I like being able to see the big picture. It’s one of the reasons that mapping appeals to me. But is doesn’t allow me to see the quantity of time or concentration in areas. One of the appealing things about maps is that you can create them in whatever order the information makes sense or that comes to you. After all our brains don’t necessarily think in a linear fashion.
But time does flow linearly. Back when I was taking class from Vanda North, I learned of a kind of mindmap she called a UPO. No it doesn’t fly in the sky. It stands for Universal Personal Organizer. She combined a mindmap with a circle divided into wedges for hours of the day. You can show both appointments or time-committed activities coded with the regular central-image mindmap. She combined this with a very large representation of a calendar. This had months across the top and days down the side. Here you could enter the big activities and scheduled things and see the whole year at-a-glance.
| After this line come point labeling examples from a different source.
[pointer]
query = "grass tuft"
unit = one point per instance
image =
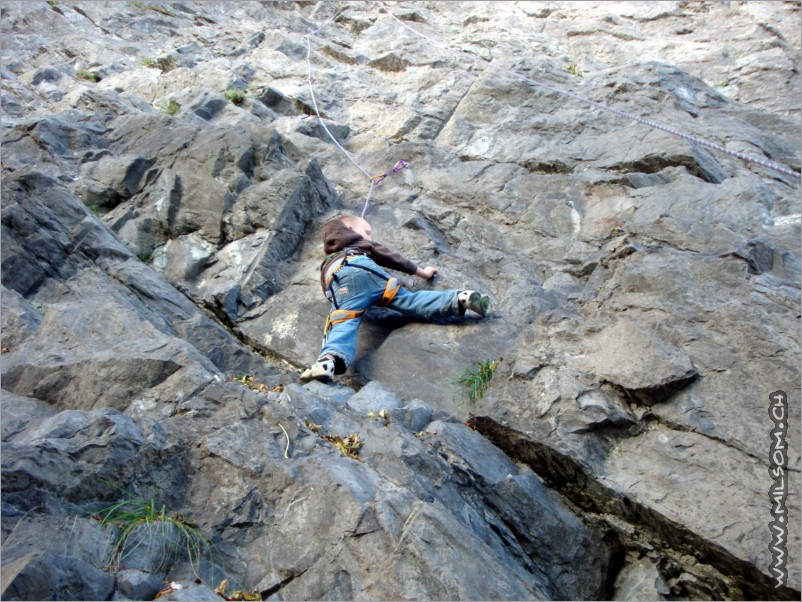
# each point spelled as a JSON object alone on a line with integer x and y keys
{"x": 474, "y": 381}
{"x": 89, "y": 76}
{"x": 235, "y": 95}
{"x": 143, "y": 526}
{"x": 170, "y": 107}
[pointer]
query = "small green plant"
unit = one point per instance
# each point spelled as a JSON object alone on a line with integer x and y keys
{"x": 170, "y": 107}
{"x": 235, "y": 95}
{"x": 474, "y": 380}
{"x": 154, "y": 7}
{"x": 90, "y": 76}
{"x": 144, "y": 526}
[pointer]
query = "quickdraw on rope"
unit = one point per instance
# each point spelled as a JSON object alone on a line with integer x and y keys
{"x": 374, "y": 180}
{"x": 690, "y": 137}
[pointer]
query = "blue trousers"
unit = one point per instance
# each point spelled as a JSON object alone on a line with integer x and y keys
{"x": 358, "y": 289}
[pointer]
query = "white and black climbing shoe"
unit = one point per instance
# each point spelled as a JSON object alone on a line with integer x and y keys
{"x": 474, "y": 301}
{"x": 322, "y": 370}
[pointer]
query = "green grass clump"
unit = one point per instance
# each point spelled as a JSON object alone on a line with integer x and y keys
{"x": 90, "y": 76}
{"x": 154, "y": 7}
{"x": 144, "y": 525}
{"x": 474, "y": 380}
{"x": 170, "y": 107}
{"x": 234, "y": 95}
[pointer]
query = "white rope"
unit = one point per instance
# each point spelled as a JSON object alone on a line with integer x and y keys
{"x": 690, "y": 137}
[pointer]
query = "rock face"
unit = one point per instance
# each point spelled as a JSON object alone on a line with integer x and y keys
{"x": 165, "y": 180}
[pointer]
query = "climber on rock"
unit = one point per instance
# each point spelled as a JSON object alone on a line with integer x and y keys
{"x": 353, "y": 281}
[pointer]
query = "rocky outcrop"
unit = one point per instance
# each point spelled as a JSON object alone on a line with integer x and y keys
{"x": 165, "y": 180}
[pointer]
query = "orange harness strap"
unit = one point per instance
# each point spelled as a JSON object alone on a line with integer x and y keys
{"x": 340, "y": 315}
{"x": 390, "y": 291}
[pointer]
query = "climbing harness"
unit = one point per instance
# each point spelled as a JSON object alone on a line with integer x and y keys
{"x": 653, "y": 124}
{"x": 328, "y": 277}
{"x": 374, "y": 180}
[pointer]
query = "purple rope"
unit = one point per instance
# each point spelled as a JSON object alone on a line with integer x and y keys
{"x": 690, "y": 137}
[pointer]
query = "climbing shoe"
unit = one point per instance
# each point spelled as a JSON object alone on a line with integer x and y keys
{"x": 322, "y": 370}
{"x": 474, "y": 301}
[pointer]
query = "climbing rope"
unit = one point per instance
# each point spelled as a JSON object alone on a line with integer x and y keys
{"x": 648, "y": 122}
{"x": 374, "y": 180}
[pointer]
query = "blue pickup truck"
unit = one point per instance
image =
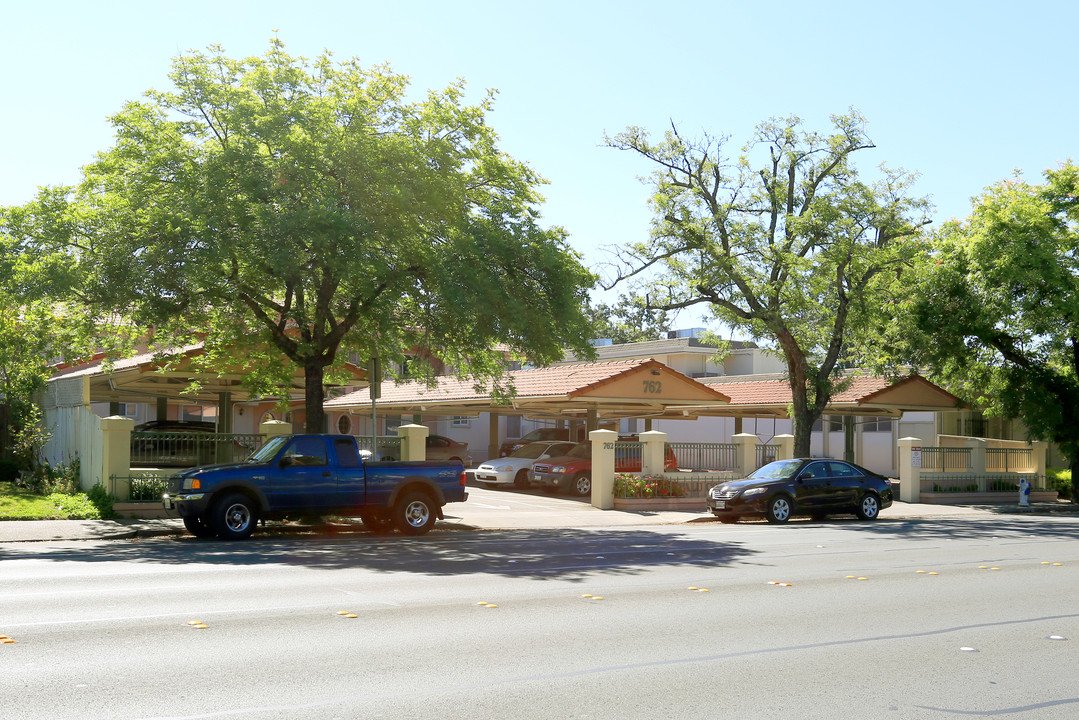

I loved this. I made my own with an Excel spreadsheet and printed it out over a couple of sheets taping them together and folding them so they would fit inside a binder where each of the UPO daily pages went.
This was a great system for awhile, but the large size of it (3-ring binder) became a lot to carry. I experimented with binders and pages that were half the size, but this, too had it’s cumbersome-ness (if that’s even a word).
Whew! That’s a lot of background. Thanks for sticking with this. I promise, the end is coming.
About 2 years ago, I stumbled on a format the isn’t a mindmap, really. But it accomplishes what I want it to. Although I’ve never found ONE system that does it all at once, I’ve pieced together a combination of my iPhone Omnifocus and something I call a “Timeline Journal”
I wanted to be able to track my daily activities such as Fitness, Journalling, Learning, Creating, Errands, Work, Housekeeping, Reading, and TV/Movies/Theatre. These are the things that I want to track. It’s decidedly low-tech, which appeals to my artistic/tactile side.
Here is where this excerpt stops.